The most deadly include the shootings at Columbine High School in Colorado, which claimed 13 victims; in Virginia, when 32 people died after being gunned down on the campus of Virginia Tech by a student, who later died by suicide; and in Florida at Marjory Stoneman Douglas High School, which claimed 17 victims.
The 20-year-old Lanza, armed with a semiautomatic rifle, two semiautomatic pistols and multiple rounds of ammunition, fatally shot the children and adults at the school after murdering his mother at their home, then took his own life.
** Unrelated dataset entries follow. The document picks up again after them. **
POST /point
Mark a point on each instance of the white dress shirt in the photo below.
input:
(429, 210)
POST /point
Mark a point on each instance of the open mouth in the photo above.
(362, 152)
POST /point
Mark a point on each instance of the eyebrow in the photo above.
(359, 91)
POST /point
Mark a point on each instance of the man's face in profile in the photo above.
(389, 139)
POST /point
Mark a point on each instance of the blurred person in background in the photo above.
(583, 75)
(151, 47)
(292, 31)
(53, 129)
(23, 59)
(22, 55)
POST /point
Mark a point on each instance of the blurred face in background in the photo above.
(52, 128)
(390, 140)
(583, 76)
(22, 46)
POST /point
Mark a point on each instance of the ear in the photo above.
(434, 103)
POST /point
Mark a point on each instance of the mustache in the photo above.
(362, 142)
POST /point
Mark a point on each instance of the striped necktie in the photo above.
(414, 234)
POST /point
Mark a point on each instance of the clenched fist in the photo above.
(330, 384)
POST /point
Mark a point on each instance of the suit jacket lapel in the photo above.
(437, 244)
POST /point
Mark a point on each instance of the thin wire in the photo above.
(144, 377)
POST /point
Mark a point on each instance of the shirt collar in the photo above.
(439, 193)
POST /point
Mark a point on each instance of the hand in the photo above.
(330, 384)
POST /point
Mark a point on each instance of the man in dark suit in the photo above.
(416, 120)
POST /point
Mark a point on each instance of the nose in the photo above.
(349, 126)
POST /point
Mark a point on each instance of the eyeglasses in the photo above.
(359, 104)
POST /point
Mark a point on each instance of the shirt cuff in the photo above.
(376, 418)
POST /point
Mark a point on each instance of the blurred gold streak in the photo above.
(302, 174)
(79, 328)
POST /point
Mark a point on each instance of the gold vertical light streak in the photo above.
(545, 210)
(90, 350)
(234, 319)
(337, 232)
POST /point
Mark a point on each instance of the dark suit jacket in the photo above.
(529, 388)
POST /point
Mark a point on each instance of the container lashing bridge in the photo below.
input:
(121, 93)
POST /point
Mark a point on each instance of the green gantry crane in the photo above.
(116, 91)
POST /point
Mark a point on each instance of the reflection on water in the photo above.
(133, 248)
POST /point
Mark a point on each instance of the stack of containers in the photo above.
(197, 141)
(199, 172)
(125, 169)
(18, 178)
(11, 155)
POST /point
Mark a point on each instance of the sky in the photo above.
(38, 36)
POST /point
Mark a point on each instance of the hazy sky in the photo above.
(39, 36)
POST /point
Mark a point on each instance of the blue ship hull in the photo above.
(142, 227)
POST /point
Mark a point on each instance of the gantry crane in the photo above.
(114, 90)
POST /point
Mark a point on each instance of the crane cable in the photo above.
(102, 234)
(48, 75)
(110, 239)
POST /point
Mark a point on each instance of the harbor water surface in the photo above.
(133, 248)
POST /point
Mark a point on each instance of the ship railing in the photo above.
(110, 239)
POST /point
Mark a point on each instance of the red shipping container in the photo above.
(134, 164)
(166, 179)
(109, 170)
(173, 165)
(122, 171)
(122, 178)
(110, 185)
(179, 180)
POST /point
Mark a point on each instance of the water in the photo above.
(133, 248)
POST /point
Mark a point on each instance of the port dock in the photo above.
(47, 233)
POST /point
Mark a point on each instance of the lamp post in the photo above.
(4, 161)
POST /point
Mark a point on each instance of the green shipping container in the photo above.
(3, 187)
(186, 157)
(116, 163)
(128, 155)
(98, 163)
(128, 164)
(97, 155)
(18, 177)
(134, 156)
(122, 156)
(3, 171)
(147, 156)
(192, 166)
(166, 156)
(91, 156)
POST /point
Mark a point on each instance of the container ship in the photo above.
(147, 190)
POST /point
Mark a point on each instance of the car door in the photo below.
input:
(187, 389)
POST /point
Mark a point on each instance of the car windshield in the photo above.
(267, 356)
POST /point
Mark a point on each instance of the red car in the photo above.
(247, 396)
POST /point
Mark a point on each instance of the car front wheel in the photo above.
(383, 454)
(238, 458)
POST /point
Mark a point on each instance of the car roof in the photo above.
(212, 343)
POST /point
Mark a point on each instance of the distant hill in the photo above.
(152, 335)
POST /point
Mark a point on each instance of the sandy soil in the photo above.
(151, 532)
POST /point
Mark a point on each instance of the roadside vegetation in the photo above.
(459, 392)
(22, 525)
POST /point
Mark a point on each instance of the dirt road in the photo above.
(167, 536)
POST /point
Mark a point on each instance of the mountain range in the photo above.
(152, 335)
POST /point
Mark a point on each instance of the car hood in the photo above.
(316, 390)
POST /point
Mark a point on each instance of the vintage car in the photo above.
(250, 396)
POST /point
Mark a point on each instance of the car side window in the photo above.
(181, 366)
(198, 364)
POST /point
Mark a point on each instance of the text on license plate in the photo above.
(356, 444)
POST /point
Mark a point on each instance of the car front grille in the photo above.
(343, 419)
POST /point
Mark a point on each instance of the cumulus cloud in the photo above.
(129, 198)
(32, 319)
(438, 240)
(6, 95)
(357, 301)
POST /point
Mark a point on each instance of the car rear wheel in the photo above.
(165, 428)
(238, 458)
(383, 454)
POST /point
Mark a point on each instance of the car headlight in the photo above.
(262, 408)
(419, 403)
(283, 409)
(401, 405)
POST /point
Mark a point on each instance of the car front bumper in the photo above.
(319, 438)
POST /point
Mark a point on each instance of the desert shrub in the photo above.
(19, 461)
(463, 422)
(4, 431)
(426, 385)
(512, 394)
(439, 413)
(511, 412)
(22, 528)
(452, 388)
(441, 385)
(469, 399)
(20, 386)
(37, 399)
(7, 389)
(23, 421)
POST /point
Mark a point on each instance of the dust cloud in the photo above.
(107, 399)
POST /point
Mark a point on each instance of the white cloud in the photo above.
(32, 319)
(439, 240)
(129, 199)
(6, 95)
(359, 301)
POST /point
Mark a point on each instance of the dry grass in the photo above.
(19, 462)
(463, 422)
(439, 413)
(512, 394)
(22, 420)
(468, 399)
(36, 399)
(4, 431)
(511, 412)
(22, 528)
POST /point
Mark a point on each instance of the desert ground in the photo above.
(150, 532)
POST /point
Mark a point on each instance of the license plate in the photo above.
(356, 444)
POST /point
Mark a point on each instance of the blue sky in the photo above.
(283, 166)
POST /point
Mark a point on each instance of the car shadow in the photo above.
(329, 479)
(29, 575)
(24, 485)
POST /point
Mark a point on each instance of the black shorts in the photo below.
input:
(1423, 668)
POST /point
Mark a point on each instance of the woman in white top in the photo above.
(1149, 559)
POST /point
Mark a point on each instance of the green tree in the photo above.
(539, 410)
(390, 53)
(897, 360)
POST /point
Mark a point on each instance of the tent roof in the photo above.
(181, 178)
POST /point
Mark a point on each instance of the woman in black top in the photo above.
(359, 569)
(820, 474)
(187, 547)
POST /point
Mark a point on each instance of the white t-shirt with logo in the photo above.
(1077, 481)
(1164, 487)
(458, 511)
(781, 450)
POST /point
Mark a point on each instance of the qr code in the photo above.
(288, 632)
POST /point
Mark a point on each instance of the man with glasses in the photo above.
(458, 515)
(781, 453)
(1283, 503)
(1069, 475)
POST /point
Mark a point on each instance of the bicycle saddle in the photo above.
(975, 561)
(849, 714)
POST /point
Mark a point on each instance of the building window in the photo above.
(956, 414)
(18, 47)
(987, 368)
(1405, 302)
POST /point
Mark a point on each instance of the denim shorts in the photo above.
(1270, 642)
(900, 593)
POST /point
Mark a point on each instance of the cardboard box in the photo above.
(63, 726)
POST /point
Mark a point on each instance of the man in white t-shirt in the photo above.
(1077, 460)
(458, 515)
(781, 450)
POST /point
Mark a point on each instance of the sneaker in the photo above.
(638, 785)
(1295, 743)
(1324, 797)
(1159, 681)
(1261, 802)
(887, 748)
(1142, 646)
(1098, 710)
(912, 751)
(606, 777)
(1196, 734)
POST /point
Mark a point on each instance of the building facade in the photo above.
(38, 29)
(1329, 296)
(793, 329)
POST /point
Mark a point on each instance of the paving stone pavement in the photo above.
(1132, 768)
Many people thought the killing of elementary school age children and their teachers in 2012 would be a turning point in the fight for gun control, but the attempt to ban assault weapons and require universal background checks for firearm sales failed to pass the Senate.
Since then, federal gun control laws have barely changed. The gun industry continues to produce assault weapons and high-capacity magazines without additional federal restrictions. From all accounts, gun makers are enjoying booming sales. Forbes reported in Apr 2021 that many Americans were buying pistols and shotguns for self-protection. Many others were buying AR-15s to get ahead of Biden, according to the magazine, believing he’ll make good on his threat to ban assault weapons.
Biden, a Democrat, has long expressed support for a ban on modern assault weapons. Despite holding a slim majority in both chambers, Democrats face an uphill battle in the fight to strengthen the nation’s gun restrictions and curb what Biden terms the nation's "international embarrassment" of gun violence.